Oki Muraza, SVP Research & Technology Innovation Pertamina, mengungkapkan bahwa Pertamina mendukung penuh target pemerintah dalam mencapai net zero emission (NZE) pada tahun 2060 atau bahkan lebih cepat. Menurut Oki, teknologi CCS/CCUS memegang peran sentral dalam mewujudkan ambisi tersebut.

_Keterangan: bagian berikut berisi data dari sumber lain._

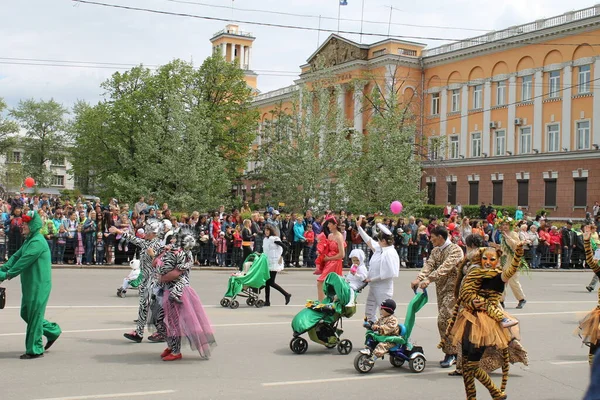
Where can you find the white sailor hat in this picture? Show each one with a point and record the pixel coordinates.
(384, 229)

Ia menjelaskan bahwa Pertamina telah melakukan berbagai studi untuk mengidentifikasi potensi penyimpanan karbon di dalam negeri yang diperkirakan mencapai 7 gigaton CO2. Namun, ia juga menekankan bahwa pelaksanaan CCS di Indonesia memerlukan dukungan ekosistem yang kuat, dari mulai identifikasi sumber CO2, transportasi, hingga penyimpanan di dalam cekungan bawah tanah.
"Biaya penangkapan karbon masih menjadi tantangan besar bagi kita. Oleh karena itu, pengembangan kapasitas teknologi domestik menjadi fokus utama Pertamina saat ini," ujar Oki.
Sejumlah proyek CCS/CCUS yang telah berjalan di Pertamina, seperti pengembangan di Asri Basin di Jawa Bagian Utara serta proyek serupa di Lapangan Jatibarang dan Sukowati, menunjukkan komitmen perusahaan untuk menerapkan teknologi ini.
BACA JUGA: Dari COP29, Hashim Djojohadikusumo Pikat Pendanaan Hijau EUR 1,2 Miliar untuk Sektor Kelistrikan
Selain itu, Pertamina melihat Indonesia berpotensi menjadi pusat CCS regional di Asia Pasifik. Hal ini mengingat keterbatasan kapasitas penyimpanan karbon yang dimiliki oleh negara maju di kawasan, seperti Singapura, Korea, dan Jepang.
Namun, keberhasilan teknologi CCS di Indonesia bukan tanpa hambatan. Implementasinya memerlukan dukungan modal besar, teknologi yang canggih, infrastruktur yang memadai, serta kebijakan yang mendorong. Pemerintah Indonesia telah memulai langkah dengan menerbitkan Peraturan Presiden tahun 2024 untuk mendukung implementasi CCS dan perdagangan karbon.
Oki menekankan perlunya insentif fiskal guna membuat proyek ini layak secara ekonomi. "Kami memerlukan insentif dan dukungan internasional. Saat ini Pertamina sudah menjalin kemitraan strategis dengan beberapa mitra internasional untuk mewujudkan inisiatif CCS ini," jelasnya.
Muhammad Idris Sihite, Penasihat Senior untuk Perencanaan Strategis di Kementerian ESDM, menggarisbawahi pentingnya regulasi pemerintah yang sudah ada untuk mendukung langkah Pertamina. Menurut Sihite, teknologi CCS juga bisa menjadi solusi bagi industri migas nasional yang masih menjadi andalan bagi ekonomi, dengan tetap menjaga operasional sambil mengurangi emisi karbon.
“Potensi penyimpanan karbon Indonesia bisa mencapai 577,62 gigaton, dan ada lebih dari 15 kajian serta proyek CCS yang tersebar di berbagai cekungan migas nasional. Tetapi upaya ini membutuhkan kolaborasi yang kuat dalam hal pendanaan dan teknologi,” kata Sihite dalam panel di COP 29.
Meski optimis, kritik tetap muncul mengenai realisasi proyek CCS di Indonesia. Banyak yang mempertanyakan apakah fokus terhadap CCS yang menelan biaya besar ini sepadan dibandingkan dengan strategi pengurangan karbon lain yang lebih terjangkau dan ramah lingkungan, seperti energi terbarukan.
Selain itu, pengembangan CCS dinilai masih terlalu mengandalkan keterlibatan mitra internasional, yang dapat mempengaruhi independensi energi Indonesia.